Software/system: Problem with Qt plugin

Primary informations

Username: kruckow
Cluster: Yggdrasil

Description

I was trying to run a python script to create plots. This script was tested and works when run in a jupyter lab notebook.
Because it need to be run often, it should be run via command line as a slrum array.

Steps to Reproduce

This is unfortunately a bit difficult, because it needs some stuff only installed in a conda environment. You’d need to have the newest development version of POSYDON.

Expected Result

It was expected to create the plots like tested when using jupyter lab.

Actual Result

But it turned out, that running the same script on command line with python, python3 or ipython results in an error about the graphical interface, namely the Qt plugin.

Error message

qt.qpa.plugin: Could not load the Qt platform plugin “xcb” in “” even though it was found.
This application failed to start because no Qt platform plugin could be initialized. Reinstalling the application may fix this problem.

Available platform plugins are: eglfs, linuxfb, minimal, minimalegl, offscreen, vnc, wayland-egl, wayland, wayland-xcomposite-egl, wayland-xcomposite-glx, webgl, xcb.

Aborted

Further details

POSYDON uses PyQt5 in some modules, which probably causes the failed try to load the Qt plugin.
The Qt plugin is not part of POSYDON, it should come from the shared installations on the system.
For a colleague the script runs with python, we do use the same PyQt5 version, but I have a slightly newer version of python 3.7 than he. According to python, it should use the Qt version 5.15.2. In the internet I found the most common reason for this error are missing libraries in Qt6.

1 Like

Hi @Matthias.Kruckow ,

I need more detail like the version of each software you use, could you please share me your sbatch ?

I’m a bit confused. Like I described the problem is not in the slurm job, its in the communication between python and the Qt plugin.
Nevertheless, here is the used sbatch script:

#!/bin/bash
#SBATCH --account=fragkos
#SBATCH --partition=public-cpu
#SBATCH -N 1
#SBATCH --cpus-per-task 1
#SBATCH --ntasks-per-node 1
#SBATCH --time=24:00:00
#SBATCH --job-name=psygrid
#SBATCH --mem-per-cpu=4G
#SBATCH --mail-type=ALL
#SBATCH --mail-user=matthias.kruckow@unige.ch
#SBATCH --array=0-1
#SBATCH --output=./logs/plot_grid.out

srun python /home/users/k/kruckow/scratch/POSYDON//bin/run-pipeline /srv/beegfs/scratch/shares/astro/posydon/POSYDON_GRIDS_v2/ ./step_3.csv $SLURM_ARRAY_TASK_ID 0

The error even happen when I run the srun as a normal command line.
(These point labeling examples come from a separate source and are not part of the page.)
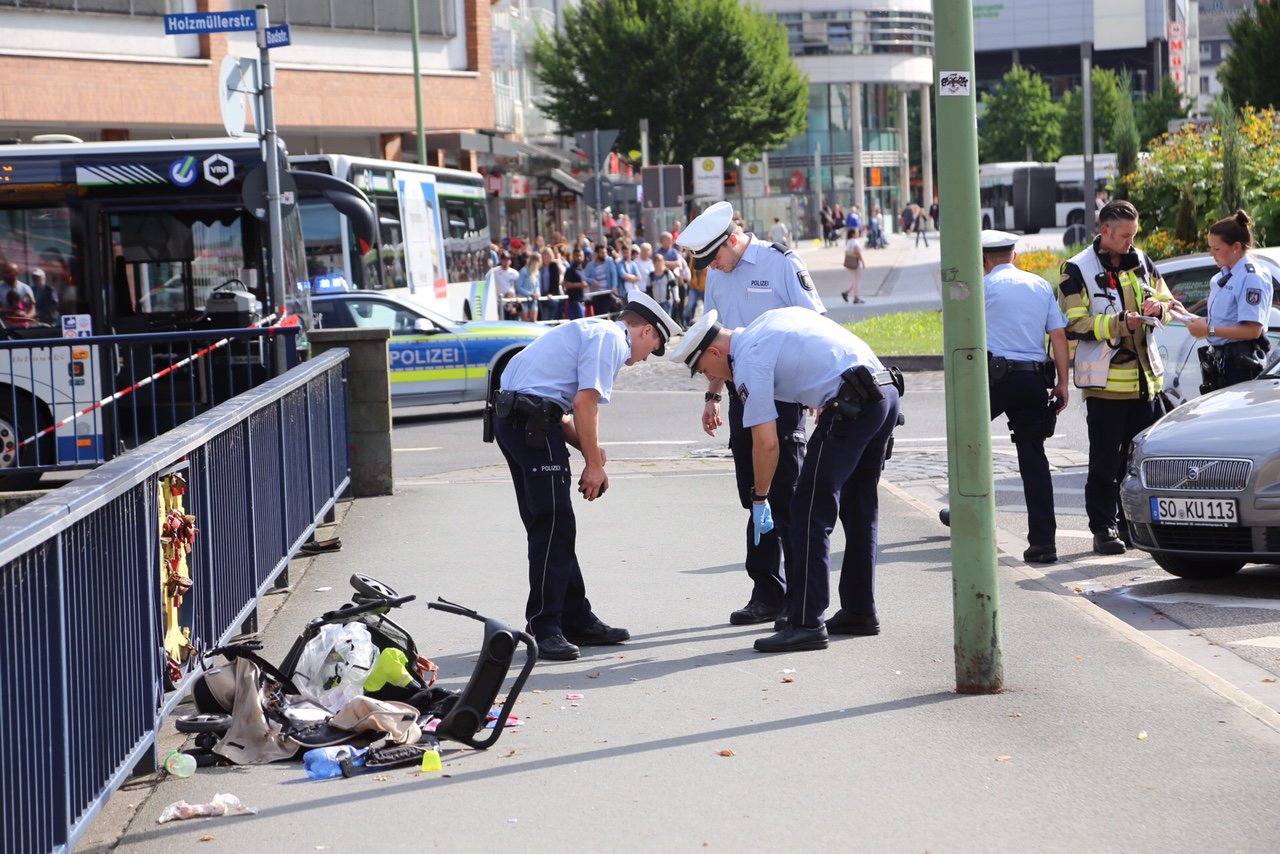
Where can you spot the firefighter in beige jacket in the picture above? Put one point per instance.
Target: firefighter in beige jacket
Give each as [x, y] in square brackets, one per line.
[1112, 296]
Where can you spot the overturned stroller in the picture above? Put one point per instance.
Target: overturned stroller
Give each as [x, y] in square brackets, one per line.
[352, 677]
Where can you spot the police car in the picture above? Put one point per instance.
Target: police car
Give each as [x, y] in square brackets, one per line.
[433, 359]
[1188, 279]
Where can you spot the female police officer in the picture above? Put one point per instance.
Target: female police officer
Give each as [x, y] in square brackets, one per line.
[1239, 305]
[567, 371]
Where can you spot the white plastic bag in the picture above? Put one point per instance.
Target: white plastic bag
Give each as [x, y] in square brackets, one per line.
[334, 665]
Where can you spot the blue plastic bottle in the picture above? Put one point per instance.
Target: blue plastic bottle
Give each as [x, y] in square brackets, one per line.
[321, 763]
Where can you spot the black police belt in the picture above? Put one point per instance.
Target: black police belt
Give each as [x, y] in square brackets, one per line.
[860, 386]
[536, 414]
[999, 368]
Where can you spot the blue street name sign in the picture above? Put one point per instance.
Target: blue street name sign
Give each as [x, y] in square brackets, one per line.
[201, 22]
[278, 36]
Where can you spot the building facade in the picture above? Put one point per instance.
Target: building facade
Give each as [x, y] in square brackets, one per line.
[868, 62]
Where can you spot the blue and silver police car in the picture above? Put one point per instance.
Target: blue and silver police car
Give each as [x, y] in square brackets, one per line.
[433, 359]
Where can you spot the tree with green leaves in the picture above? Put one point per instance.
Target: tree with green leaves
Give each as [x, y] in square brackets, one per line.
[1019, 119]
[1229, 132]
[1106, 97]
[1155, 113]
[1124, 137]
[711, 76]
[1249, 74]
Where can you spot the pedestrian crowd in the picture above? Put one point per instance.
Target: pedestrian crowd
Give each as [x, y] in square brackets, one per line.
[563, 279]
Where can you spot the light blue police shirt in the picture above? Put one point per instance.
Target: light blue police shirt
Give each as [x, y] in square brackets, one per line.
[581, 354]
[795, 356]
[1239, 295]
[1020, 309]
[763, 279]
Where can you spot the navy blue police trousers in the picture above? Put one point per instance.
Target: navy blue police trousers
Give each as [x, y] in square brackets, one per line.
[764, 562]
[557, 596]
[839, 479]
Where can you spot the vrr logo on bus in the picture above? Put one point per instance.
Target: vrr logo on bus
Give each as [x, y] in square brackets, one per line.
[219, 169]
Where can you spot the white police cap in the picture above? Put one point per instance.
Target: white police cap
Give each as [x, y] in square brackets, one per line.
[707, 233]
[648, 307]
[696, 339]
[995, 241]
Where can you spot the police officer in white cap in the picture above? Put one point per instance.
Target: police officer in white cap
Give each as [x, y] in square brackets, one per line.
[1022, 309]
[549, 398]
[745, 278]
[795, 356]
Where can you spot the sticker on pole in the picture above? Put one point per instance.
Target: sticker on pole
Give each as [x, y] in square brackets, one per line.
[954, 83]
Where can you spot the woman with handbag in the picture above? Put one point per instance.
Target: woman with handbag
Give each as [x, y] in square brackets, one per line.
[854, 263]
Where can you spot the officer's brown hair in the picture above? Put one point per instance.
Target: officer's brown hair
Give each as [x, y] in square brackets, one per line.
[1233, 229]
[1118, 210]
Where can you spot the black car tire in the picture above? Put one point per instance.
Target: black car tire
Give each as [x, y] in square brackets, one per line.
[1198, 567]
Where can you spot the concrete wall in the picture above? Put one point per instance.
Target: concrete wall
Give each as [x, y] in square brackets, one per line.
[369, 405]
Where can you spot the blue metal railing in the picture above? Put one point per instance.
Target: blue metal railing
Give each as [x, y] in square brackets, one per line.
[82, 665]
[161, 379]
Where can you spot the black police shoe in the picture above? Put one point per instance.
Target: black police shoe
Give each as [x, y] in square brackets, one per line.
[754, 612]
[557, 648]
[851, 624]
[794, 639]
[597, 635]
[1109, 542]
[1040, 555]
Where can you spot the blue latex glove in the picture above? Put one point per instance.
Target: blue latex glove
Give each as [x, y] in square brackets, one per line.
[762, 519]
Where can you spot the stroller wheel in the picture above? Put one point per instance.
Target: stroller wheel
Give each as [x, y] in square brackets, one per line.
[202, 722]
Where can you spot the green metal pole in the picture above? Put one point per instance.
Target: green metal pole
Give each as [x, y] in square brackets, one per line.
[417, 81]
[964, 345]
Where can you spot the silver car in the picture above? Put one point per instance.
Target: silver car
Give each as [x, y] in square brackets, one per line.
[1202, 489]
[1188, 278]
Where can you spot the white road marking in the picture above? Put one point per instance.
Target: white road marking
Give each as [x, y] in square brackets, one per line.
[1202, 598]
[1267, 643]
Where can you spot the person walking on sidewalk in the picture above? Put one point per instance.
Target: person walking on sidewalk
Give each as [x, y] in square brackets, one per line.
[780, 233]
[549, 398]
[1111, 293]
[800, 357]
[745, 278]
[854, 263]
[1022, 309]
[920, 225]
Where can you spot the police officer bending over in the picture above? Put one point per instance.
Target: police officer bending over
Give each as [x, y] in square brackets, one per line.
[745, 278]
[1239, 306]
[568, 371]
[800, 357]
[1020, 309]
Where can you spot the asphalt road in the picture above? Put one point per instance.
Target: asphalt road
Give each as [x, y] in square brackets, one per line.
[1230, 625]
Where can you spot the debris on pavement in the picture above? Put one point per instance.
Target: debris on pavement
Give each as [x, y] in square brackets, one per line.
[220, 804]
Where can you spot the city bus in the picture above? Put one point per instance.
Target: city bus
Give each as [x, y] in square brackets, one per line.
[1001, 183]
[433, 232]
[996, 192]
[114, 240]
[1072, 195]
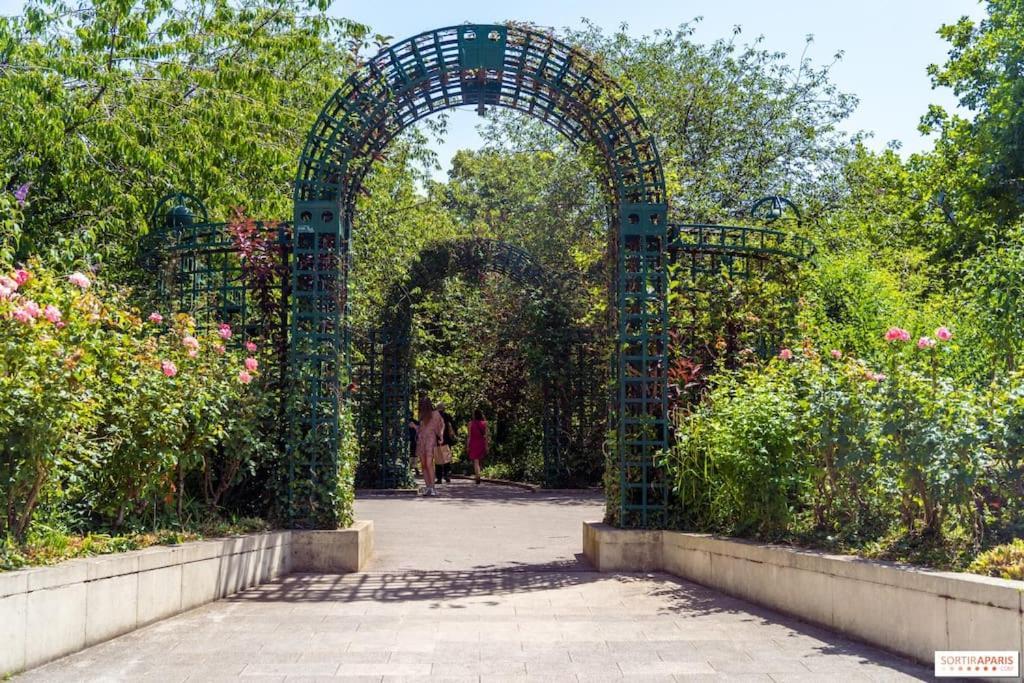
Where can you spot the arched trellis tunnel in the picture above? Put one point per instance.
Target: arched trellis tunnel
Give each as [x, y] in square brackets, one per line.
[479, 66]
[573, 411]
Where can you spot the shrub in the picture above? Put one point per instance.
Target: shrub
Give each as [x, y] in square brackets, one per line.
[736, 465]
[1003, 561]
[113, 410]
python /home/users/k/kruckow/scratch/POSYDON//bin/run-pipeline /srv/beegfs/scratch/shares/astro/posydon/POSYDON_GRIDS_v2/ ./step_3.csv 0 0

The script reads the file step_3.csv, the $SLURM_ARRAY_TASK_ID tells which line below the header should be read. Here, the step_3.csv file:

path_to_grid,path_to_plot
/srv/beegfs/scratch/shares/astro/posydon/POSYDON_GRIDS_v2/HMS-HMS/1e-04_Zsun/LITE/grid_low_res_combined_rerun_1PISN.h5,/srv/beegfs/scratch/shares/astro/posydon/POSYDON_GRIDS_v2/HMS-HMS/1e-04_Zsun/plots/grid_low_res_combined_rerun_1PISN
/srv/beegfs/scratch/shares/astro/posydon/POSYDON_GRIDS_v2/HMS-HMS/1e-04_Zsun/LITE/grid_random_combined_rerun_1PISN.h5,/srv/beegfs/scratch/shares/astro/posydon/POSYDON_GRIDS_v2/HMS-HMS/1e-04_Zsun/plots/grid_random_combined_rerun_1PISN

Yes, I’d like to know all the used software and versions myself. Unfortunately, python is loading a lot of stuff in the background without telling me, even not when running python with the --debug option.
So, please let me know, whether there is a better way to figure out, how the error is caused.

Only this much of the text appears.